National Assembly’s Security and Administration Committee is planning on benchmarking in Thailand to address runaway insecurity among bodaboda riders in Kenya.
The MPs through the committee’s chairperson Paul Koinange (Kiambaa) said that Thailand has best practices for the sector.
Koinange said the level of sanity among Thailand motorcycle riders is to be admired compared to Kenya where the situation is spiraling out of control especially now that more bodaboda’s are being registered.
“My committee is planning to travel to Thailand to also learn more, benchmark about boda boda because places like Thailand they have more motorbikes,” Koinange said.
Thailand has more motorcycles than cars operating as taxis. This is why the Kenyan Parliament settled on it to learn in the best practices with the hope of duplicating the same in Kenya.
In the last couple of years, the boda boda sector has grown threefold with 1.6 million licenses being issued in 2019.
However, chaos and criminal activities have dented this sector with a dozen criminal heists being executed by these robbers on bodaboda.
The government has warned that the bodaboda sector is headed in the wrong direction with reports of gangs and other outlawed groups operating in this sector.
There are now calls for implement a policy governing this sector that has created employment by a big way and eased transport both in the urban and rural areas.

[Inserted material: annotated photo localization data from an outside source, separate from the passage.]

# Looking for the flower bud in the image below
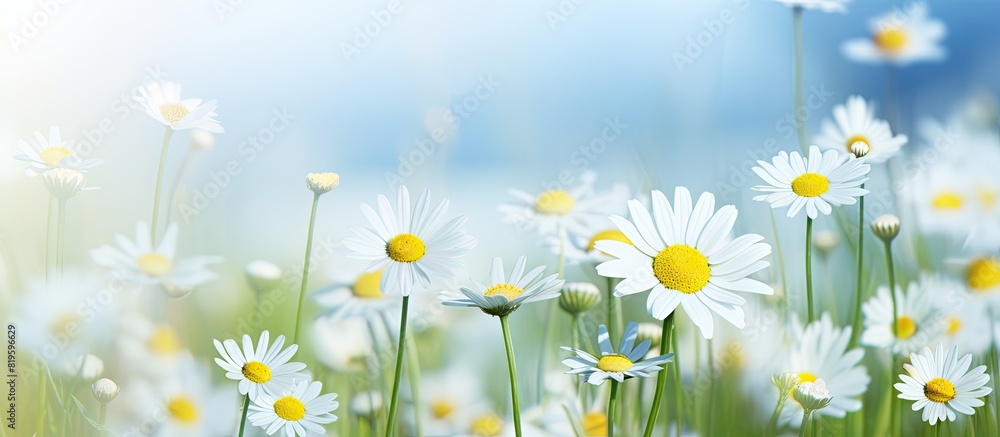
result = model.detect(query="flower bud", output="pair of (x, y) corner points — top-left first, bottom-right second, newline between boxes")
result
(871, 214), (901, 242)
(306, 172), (340, 194)
(92, 378), (120, 403)
(558, 282), (600, 315)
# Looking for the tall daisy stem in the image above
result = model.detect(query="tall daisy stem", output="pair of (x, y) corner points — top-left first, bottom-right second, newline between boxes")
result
(792, 6), (807, 153)
(149, 126), (174, 241)
(237, 395), (250, 437)
(765, 396), (787, 435)
(499, 314), (523, 437)
(45, 195), (54, 284)
(883, 238), (899, 436)
(385, 295), (409, 437)
(292, 192), (321, 345)
(642, 313), (675, 437)
(607, 380), (620, 437)
(671, 327), (682, 437)
(850, 187), (866, 347)
(607, 276), (621, 348)
(55, 199), (66, 282)
(798, 411), (811, 437)
(805, 217), (815, 323)
(404, 335), (423, 437)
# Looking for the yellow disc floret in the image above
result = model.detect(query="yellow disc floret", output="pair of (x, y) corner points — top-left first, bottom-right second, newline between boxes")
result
(895, 316), (917, 339)
(581, 412), (608, 437)
(167, 396), (199, 424)
(586, 230), (632, 253)
(137, 253), (173, 277)
(535, 189), (575, 215)
(484, 283), (524, 301)
(596, 353), (634, 373)
(931, 192), (964, 210)
(874, 27), (908, 52)
(967, 257), (1000, 291)
(273, 395), (306, 421)
(242, 361), (272, 384)
(148, 326), (181, 355)
(468, 414), (503, 436)
(40, 146), (72, 166)
(924, 377), (956, 403)
(386, 233), (426, 263)
(431, 400), (454, 419)
(160, 103), (190, 126)
(791, 173), (830, 198)
(652, 244), (711, 293)
(352, 270), (384, 298)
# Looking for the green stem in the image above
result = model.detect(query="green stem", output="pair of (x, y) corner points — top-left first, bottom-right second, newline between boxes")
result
(164, 145), (194, 226)
(672, 327), (681, 437)
(557, 224), (566, 279)
(384, 296), (409, 437)
(805, 217), (814, 323)
(98, 402), (108, 427)
(37, 369), (48, 436)
(571, 314), (581, 353)
(500, 315), (523, 437)
(45, 195), (54, 285)
(642, 314), (675, 437)
(792, 6), (807, 153)
(237, 395), (250, 437)
(149, 126), (174, 241)
(55, 199), (66, 283)
(884, 241), (898, 339)
(766, 397), (787, 436)
(608, 380), (620, 437)
(404, 335), (423, 437)
(292, 192), (321, 345)
(768, 210), (789, 324)
(799, 411), (811, 437)
(850, 187), (866, 347)
(607, 276), (620, 348)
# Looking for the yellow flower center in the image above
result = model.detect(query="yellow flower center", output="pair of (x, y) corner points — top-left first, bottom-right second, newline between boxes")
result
(845, 135), (870, 153)
(874, 27), (908, 52)
(924, 377), (956, 403)
(967, 257), (1000, 291)
(791, 173), (830, 198)
(652, 244), (711, 293)
(274, 395), (306, 421)
(147, 326), (181, 355)
(931, 192), (964, 210)
(352, 270), (384, 298)
(979, 187), (998, 210)
(137, 253), (173, 277)
(581, 412), (608, 437)
(431, 399), (454, 419)
(50, 312), (81, 336)
(946, 316), (962, 335)
(468, 414), (503, 436)
(386, 233), (426, 263)
(159, 103), (190, 126)
(586, 230), (632, 253)
(242, 361), (272, 384)
(167, 396), (199, 424)
(790, 372), (818, 398)
(596, 353), (634, 373)
(895, 316), (917, 339)
(483, 283), (525, 301)
(534, 189), (575, 215)
(40, 146), (72, 166)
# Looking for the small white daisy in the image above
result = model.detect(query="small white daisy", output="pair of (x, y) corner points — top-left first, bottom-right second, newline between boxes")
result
(562, 322), (674, 385)
(248, 380), (339, 437)
(151, 354), (239, 437)
(895, 344), (993, 425)
(903, 163), (979, 239)
(752, 146), (870, 219)
(772, 0), (849, 14)
(439, 255), (564, 317)
(842, 2), (946, 66)
(498, 172), (630, 237)
(12, 127), (103, 176)
(814, 95), (908, 163)
(861, 279), (945, 355)
(342, 186), (476, 296)
(213, 330), (308, 401)
(312, 269), (398, 321)
(956, 255), (1000, 306)
(595, 187), (773, 339)
(90, 221), (222, 288)
(134, 81), (224, 132)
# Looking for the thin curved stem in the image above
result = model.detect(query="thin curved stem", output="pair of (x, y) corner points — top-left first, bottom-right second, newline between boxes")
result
(292, 192), (321, 345)
(608, 380), (620, 437)
(798, 411), (811, 437)
(237, 395), (250, 437)
(55, 199), (66, 283)
(850, 187), (866, 347)
(766, 396), (787, 436)
(45, 195), (54, 285)
(500, 315), (523, 437)
(164, 145), (195, 226)
(805, 217), (815, 323)
(642, 314), (675, 437)
(672, 327), (682, 437)
(404, 335), (423, 437)
(607, 276), (620, 348)
(884, 240), (899, 437)
(792, 6), (807, 153)
(385, 296), (409, 437)
(150, 126), (174, 241)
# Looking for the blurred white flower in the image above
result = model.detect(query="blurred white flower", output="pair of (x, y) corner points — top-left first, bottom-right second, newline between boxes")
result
(12, 127), (103, 176)
(310, 317), (371, 372)
(189, 129), (216, 150)
(772, 0), (849, 14)
(312, 269), (398, 321)
(814, 95), (907, 164)
(150, 354), (238, 436)
(417, 368), (485, 435)
(42, 168), (97, 201)
(248, 380), (339, 436)
(305, 172), (340, 194)
(895, 344), (992, 425)
(562, 322), (673, 385)
(245, 260), (283, 293)
(861, 278), (945, 356)
(842, 2), (946, 66)
(499, 172), (629, 237)
(63, 353), (104, 380)
(90, 222), (222, 288)
(213, 330), (308, 402)
(439, 256), (563, 317)
(118, 314), (186, 378)
(753, 146), (870, 219)
(350, 390), (383, 419)
(134, 81), (224, 132)
(929, 276), (992, 355)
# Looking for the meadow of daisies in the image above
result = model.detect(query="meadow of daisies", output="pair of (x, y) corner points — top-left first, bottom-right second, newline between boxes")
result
(5, 1), (1000, 437)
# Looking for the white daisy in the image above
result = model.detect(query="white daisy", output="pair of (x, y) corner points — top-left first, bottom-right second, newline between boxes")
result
(772, 0), (849, 14)
(842, 2), (946, 66)
(213, 330), (308, 401)
(498, 172), (630, 237)
(134, 81), (224, 132)
(553, 220), (634, 266)
(779, 314), (870, 427)
(312, 269), (398, 321)
(342, 186), (476, 296)
(752, 146), (870, 219)
(814, 95), (908, 163)
(416, 368), (485, 435)
(562, 322), (674, 385)
(439, 255), (564, 317)
(861, 279), (945, 355)
(310, 317), (371, 373)
(957, 255), (1000, 306)
(595, 187), (773, 339)
(118, 314), (187, 378)
(248, 379), (339, 437)
(90, 221), (222, 288)
(151, 354), (239, 437)
(895, 344), (993, 425)
(12, 127), (103, 176)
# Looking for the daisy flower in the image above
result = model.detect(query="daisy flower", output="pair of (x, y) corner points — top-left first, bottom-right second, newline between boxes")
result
(312, 269), (398, 321)
(213, 330), (308, 401)
(772, 0), (849, 14)
(902, 163), (979, 238)
(12, 127), (103, 176)
(134, 81), (224, 132)
(595, 187), (773, 338)
(150, 354), (239, 436)
(342, 186), (476, 296)
(439, 255), (564, 317)
(957, 255), (1000, 305)
(552, 219), (634, 266)
(842, 2), (946, 66)
(814, 95), (908, 163)
(779, 314), (870, 427)
(310, 317), (372, 373)
(90, 221), (222, 288)
(861, 280), (945, 355)
(752, 146), (870, 219)
(895, 344), (992, 425)
(498, 172), (629, 237)
(562, 322), (674, 385)
(416, 368), (485, 435)
(118, 314), (188, 378)
(248, 380), (339, 437)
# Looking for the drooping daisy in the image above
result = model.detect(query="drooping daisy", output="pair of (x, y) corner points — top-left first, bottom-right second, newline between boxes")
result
(752, 146), (870, 219)
(248, 380), (339, 437)
(213, 330), (308, 401)
(841, 2), (946, 66)
(771, 0), (849, 14)
(814, 95), (908, 163)
(595, 187), (773, 338)
(779, 314), (870, 427)
(498, 172), (630, 237)
(861, 280), (945, 355)
(895, 344), (992, 425)
(12, 127), (103, 176)
(439, 256), (564, 317)
(90, 221), (222, 288)
(562, 322), (674, 385)
(134, 81), (224, 132)
(342, 186), (476, 296)
(312, 269), (398, 321)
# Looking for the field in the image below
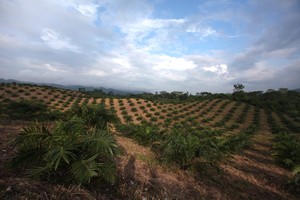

President Uhuru Kenyatta in 2020 hailed the sector saying it has helped grow the Kenyan economy as it grows to become a multi-billion transport sector.
There are about 5.2 million Kenyans who depend on the bodaboda sector.
A while back though, the Inspector General of Police Hilary Mutyambai put on notice rogue bodaboda operators for roughing up other motorists whenever an accident involving one of them happens.
There are numerous cases of bodaboda operators setting cars on fire and beating drivers to death in the event an accident touching one of their own happens.
Mutyambai said this is a criminal trend that must be stopped before more motorists fall victim to the rogue operators.